Mais que nous chantez-vous là ? - Réaliser l’électrolyse de l’eau, puis enflammer le mélange des gaz qui en résultent donne toujours de l’eau. - Alimenter une bobine de courant attire toujours un aimant. - Déplacer un aimant près d’un fil produit toujours un courant. - Lâchez une balle et elle tombe toujours vers le sol. - Frottez de l’ambre et elle attirera toujours un brin de paille. ...etc
Il est clair que la science donne des vérités définitives, avec des expériences qui sont 100% du temps reproductibles, d’où la possibilité de faire des appareils qui fonctionnent...
A mon avis, vous confondez, et c’est bien sur ce point qu’il y a mélange entre métaphysique et science véritable, entre les spéculations interprétatives, qui peuvent être revisitées, et les faits eux-mêmes, lesquels sont stables et pérennes.
Justement, c’est bien là la faille du Darwinisme, puisqu’il ne se fonde pas sur des expériences reproductibles, c’est-à-dire sur des faits avérés, mais sur des spéculations quant à l’interprétation des faits.
C’est la raison pour laquelle le Darwinisme, non fondé sur la reproductibilité, ne peut être tenu comme faisant partie de la science, mais doit être tenu seulement comme une école métaphysique d’interprétation des données ayant traits au passé ; c’est une mythologie des origines.
Pour preuve, posez-vous la question : quelle application pratique a donné le darwinisme ? Aucune...

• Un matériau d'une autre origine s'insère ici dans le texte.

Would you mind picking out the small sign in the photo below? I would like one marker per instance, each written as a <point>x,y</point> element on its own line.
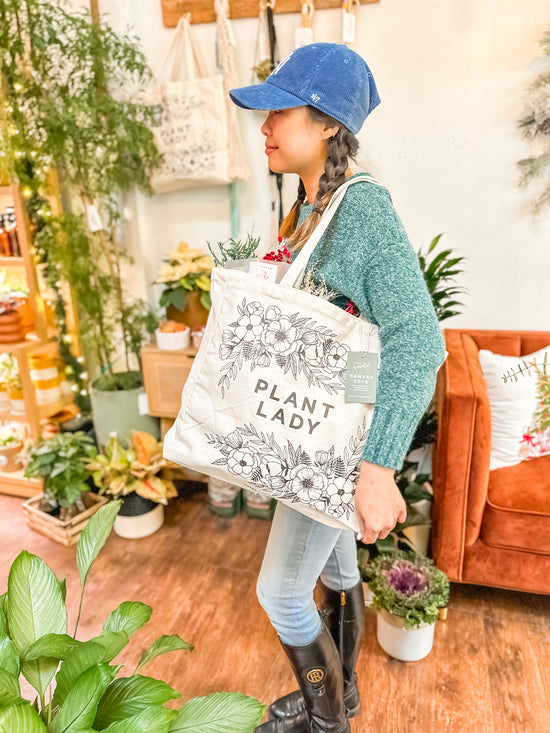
<point>143,404</point>
<point>361,377</point>
<point>94,220</point>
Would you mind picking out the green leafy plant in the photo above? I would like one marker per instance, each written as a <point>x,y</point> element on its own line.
<point>439,274</point>
<point>60,461</point>
<point>185,271</point>
<point>71,90</point>
<point>535,125</point>
<point>234,249</point>
<point>121,471</point>
<point>78,687</point>
<point>407,585</point>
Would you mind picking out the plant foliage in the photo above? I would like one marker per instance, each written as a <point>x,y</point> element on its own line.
<point>71,89</point>
<point>79,690</point>
<point>409,586</point>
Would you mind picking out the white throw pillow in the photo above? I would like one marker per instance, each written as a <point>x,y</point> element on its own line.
<point>516,425</point>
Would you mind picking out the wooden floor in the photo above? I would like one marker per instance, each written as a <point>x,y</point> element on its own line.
<point>489,669</point>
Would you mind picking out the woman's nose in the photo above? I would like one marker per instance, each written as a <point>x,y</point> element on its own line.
<point>267,124</point>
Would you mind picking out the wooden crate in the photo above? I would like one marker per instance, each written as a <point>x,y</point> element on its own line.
<point>66,533</point>
<point>164,374</point>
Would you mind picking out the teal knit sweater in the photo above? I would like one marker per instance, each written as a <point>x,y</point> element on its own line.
<point>365,255</point>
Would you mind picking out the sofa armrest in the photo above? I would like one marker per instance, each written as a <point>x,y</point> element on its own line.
<point>456,409</point>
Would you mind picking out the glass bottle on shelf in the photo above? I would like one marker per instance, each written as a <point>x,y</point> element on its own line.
<point>5,248</point>
<point>12,231</point>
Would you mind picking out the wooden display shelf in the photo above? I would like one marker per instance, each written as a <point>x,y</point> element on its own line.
<point>15,484</point>
<point>202,11</point>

C’est normal : Puisqu’il n’est pas basé sur des expériences reproductibles, il ne peut être la source ni d’aucune instrumentation, ni d’aucune innovation.
Gollum : Relit Leibniz ou Kepler, deux personnes qui ont apporté d’avantage à la science que n’importe quel intervenant ici. Figure-toi qu’il aimaient parsemer leurs écrits de déclarations d’amour à Dieu...
C’est normal, puisque l’amour porte à l’émerveillement et au plaisir de contempler, il en ressort donc toujours de grandes découvertes.
Alors, oui Tassot a raison. Il faut ressusciter l’amour de l’oeuvre divine en science, puisque c’est le ressort même de la découverte scientifique, comme nous le montre l’histoire.
Si cela fait désuet aujourd’hui, dans notre époque désenchantée et nihiliste, il me semble que cette voie est tout-à-fait pertinente et fort à propos.